Spent some time slowly turning the MVP into a draft API in libwayshot.
Some thoughts:

  • We need to make libwayshot work in two modes, basically:

    • The shm mode in which libwayshot presently works

      • Some relevant data-structures:

        • FrameCopy:

          struct FrameCopy { pub frame_format: FrameFormat, pub frame_color_type: ColorType, pub frame_mmap: MmapMut, pub transform: wl_output::Transform, /// Logical region with the transform already applied. pub logical_region: LogicalRegion, pub physical_size: Size, }
          This struct stores the frame metadata along with the buffer that backs it

        • FrameGuard:

          pub struct FrameGuard { pub buffer: WlBuffer, pub shm_pool: WlShmPool, }
          This struct serves as a "Guard" for that wayland-rs proxy objects that calls destroy() on them when dropped

      • The DMA-BUF mode:

        • In this mode we'll have to store a ZwpLinuxDmabufV1 to create the WlBuffers needed for copy(). One instance of this can be reused across multiple frames.
        • A GBMDevice to create GBM backing buffer objects on. Again, one instance of this can be reused across frames.
  • Implemented a new constructor to initialize a GBM Device and store it in the main state of the program WayshotConnection

    • Also created a

      struct DMABUFState { linux_dmabuf: ZwpLinuxDmabufV1, gbmdev: GBMDevice<Card>, }
      which stores reusable state for dmabuf mode in WayshotConnection

      • Not sure if WayshotConnection is the right place for this, presently most of this state for shm screencopy is stored in the intermediate capture_* functions.
  • In general there's stuff that needs to be done once like init, getting output information or creating a screencopy manager with the output and region selected and then there is the stuff that needs to be done every frame: getting the buffer parameters, properly initializing the buffers, and actually copying the frame.

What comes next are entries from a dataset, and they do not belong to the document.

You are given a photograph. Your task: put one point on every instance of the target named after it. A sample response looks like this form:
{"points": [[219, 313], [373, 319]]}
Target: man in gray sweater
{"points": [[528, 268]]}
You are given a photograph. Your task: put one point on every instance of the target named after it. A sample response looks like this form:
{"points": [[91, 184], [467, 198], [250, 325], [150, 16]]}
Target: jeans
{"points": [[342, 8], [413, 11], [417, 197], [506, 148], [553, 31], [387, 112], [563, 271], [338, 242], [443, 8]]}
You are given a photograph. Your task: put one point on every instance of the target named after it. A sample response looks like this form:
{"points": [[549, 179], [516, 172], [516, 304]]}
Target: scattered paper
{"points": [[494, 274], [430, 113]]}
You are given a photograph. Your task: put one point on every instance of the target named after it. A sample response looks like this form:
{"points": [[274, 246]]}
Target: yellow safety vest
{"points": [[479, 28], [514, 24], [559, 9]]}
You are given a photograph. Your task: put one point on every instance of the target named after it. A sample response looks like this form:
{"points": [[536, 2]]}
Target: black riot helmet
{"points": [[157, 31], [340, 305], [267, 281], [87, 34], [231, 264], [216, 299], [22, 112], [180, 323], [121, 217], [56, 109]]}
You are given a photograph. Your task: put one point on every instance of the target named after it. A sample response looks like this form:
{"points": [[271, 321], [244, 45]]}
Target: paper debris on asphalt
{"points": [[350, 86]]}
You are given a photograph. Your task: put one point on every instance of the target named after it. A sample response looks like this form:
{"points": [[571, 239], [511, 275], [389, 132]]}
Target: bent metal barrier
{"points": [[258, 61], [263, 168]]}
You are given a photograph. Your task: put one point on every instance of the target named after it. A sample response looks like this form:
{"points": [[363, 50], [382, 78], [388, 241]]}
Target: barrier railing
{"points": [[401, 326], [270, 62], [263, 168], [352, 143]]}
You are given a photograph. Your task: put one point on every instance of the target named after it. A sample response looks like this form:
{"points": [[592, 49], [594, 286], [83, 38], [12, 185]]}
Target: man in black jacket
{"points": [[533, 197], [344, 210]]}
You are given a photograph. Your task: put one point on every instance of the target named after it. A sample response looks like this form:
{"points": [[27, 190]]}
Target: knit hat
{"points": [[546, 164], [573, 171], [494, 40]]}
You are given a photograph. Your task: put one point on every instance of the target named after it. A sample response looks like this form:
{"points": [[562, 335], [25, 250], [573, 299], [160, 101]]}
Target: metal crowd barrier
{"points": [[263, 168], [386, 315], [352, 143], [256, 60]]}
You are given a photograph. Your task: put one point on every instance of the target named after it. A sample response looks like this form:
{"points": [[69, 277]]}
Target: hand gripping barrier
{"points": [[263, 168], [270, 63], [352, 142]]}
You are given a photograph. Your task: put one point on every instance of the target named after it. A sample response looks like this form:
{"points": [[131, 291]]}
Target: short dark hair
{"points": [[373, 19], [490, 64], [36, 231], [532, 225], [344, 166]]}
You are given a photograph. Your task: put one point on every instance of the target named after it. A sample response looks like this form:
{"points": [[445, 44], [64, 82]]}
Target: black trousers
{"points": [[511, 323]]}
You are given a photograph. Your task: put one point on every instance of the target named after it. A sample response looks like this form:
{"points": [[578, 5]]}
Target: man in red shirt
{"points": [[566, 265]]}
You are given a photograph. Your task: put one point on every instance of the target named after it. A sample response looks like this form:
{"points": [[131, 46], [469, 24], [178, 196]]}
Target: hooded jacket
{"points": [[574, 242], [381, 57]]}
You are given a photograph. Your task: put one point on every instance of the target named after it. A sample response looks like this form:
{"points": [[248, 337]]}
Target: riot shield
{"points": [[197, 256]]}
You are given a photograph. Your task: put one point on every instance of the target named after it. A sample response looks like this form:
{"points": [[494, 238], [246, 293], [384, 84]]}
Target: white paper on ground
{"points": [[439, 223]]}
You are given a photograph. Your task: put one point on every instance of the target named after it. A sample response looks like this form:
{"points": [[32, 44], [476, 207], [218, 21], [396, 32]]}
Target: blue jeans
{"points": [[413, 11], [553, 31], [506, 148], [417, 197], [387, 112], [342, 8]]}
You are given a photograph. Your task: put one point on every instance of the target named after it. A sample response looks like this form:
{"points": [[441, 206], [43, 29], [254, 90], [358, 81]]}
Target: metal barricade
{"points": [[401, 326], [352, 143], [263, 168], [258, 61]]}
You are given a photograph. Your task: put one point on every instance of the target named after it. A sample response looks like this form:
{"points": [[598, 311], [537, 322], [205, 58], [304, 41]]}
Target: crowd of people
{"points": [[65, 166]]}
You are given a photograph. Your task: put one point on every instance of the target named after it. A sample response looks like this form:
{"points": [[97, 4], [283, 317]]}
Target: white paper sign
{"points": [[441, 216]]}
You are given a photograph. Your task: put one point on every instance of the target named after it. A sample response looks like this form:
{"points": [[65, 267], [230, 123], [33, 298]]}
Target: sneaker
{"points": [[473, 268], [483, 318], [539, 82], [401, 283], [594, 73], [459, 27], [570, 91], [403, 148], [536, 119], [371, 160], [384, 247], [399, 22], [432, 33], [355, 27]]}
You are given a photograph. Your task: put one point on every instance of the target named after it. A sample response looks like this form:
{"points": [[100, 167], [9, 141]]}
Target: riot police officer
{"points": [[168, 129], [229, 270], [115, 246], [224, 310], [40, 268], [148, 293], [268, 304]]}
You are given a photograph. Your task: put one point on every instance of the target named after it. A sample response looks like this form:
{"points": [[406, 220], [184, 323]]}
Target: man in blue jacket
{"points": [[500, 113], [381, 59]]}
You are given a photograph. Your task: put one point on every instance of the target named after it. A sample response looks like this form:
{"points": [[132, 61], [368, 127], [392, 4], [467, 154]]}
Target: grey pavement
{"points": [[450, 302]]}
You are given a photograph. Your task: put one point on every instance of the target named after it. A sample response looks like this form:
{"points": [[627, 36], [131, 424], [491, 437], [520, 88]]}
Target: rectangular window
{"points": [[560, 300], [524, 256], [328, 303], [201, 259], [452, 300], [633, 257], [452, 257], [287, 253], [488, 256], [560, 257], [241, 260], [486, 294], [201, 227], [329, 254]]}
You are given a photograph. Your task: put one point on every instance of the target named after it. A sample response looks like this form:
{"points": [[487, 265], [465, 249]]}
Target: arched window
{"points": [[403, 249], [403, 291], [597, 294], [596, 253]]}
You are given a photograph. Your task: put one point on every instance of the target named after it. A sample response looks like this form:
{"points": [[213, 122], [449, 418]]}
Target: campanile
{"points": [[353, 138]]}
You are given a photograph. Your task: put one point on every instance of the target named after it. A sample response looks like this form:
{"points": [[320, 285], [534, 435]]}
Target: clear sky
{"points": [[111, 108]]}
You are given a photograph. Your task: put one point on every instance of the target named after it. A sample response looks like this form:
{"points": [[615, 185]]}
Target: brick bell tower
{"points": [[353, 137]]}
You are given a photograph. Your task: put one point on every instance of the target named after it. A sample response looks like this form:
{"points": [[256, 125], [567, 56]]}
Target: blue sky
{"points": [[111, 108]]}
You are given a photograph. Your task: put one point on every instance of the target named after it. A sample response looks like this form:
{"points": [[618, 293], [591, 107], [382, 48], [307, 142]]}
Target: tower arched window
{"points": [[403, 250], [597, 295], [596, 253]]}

    • Presently wayshot is not geared to really separate this: for instance, it creates a new screencopy manager for every frame initialized and it's clearly designed to be a single use screenshot library rather than a continuous screen-capture system.
    • I intend to build out the dmabuf functionality in the current framework, will see if it can be refactored out later to more clearly separate the frame capture init from the actual frame capture loop.

Questions for Week 1

  • How to distribute program state?
    • There are multiple places to store it: WayshotConnection, a mostly unused WayshotState struct and the CaptureFrameState struct
    • Some state changes from frame to frame:
      • DMABUF creation parameters like frame formats, frame size, etc
    • While other state remains the same between frames:
      • The GBMDevice, the ZwpLinuxDmabufV1 proxy object
  • How to let intermediate functions know which mode we are in?
    • The protocol logic is presently spread across several functions, we want to reuse as many of these as possible while also allowing them to work with the new buffer type.
    • As such, they need to figure out what mode the program is in and act accordingly while setting up the state.
  • How to modify the core structs so that they work for both modes?
    • Should the choice between the two modes be made at time of WayshotConnection creation?
      • Or should it be made for each individual frame - this is the natural state of the protocol.
    • How to store DMABUFs instead of SHMs in structs like FrameCopy or FrameGuard?
    • How to reconcile two different types of frame metadata:
      • Buffer events give the parameters for shm mode and is stored in FrameFormat struct in CaptureFrameState presently
      • Should the equivalent parameters for dmabuf event be stored in FrameFormat (even though the dmabuf event doesn't give the stride parameter that Buffer gives and FrameFormat requires) or should a new struct be created specifically for storing dmabuf parameters?

Week 4

I spent Weeks 2 and 3 busy with my semester exams. In that time, I outlined a strategy to refactor libwayshot and implemented it in Week 4 after discussing the above questions with my mentors.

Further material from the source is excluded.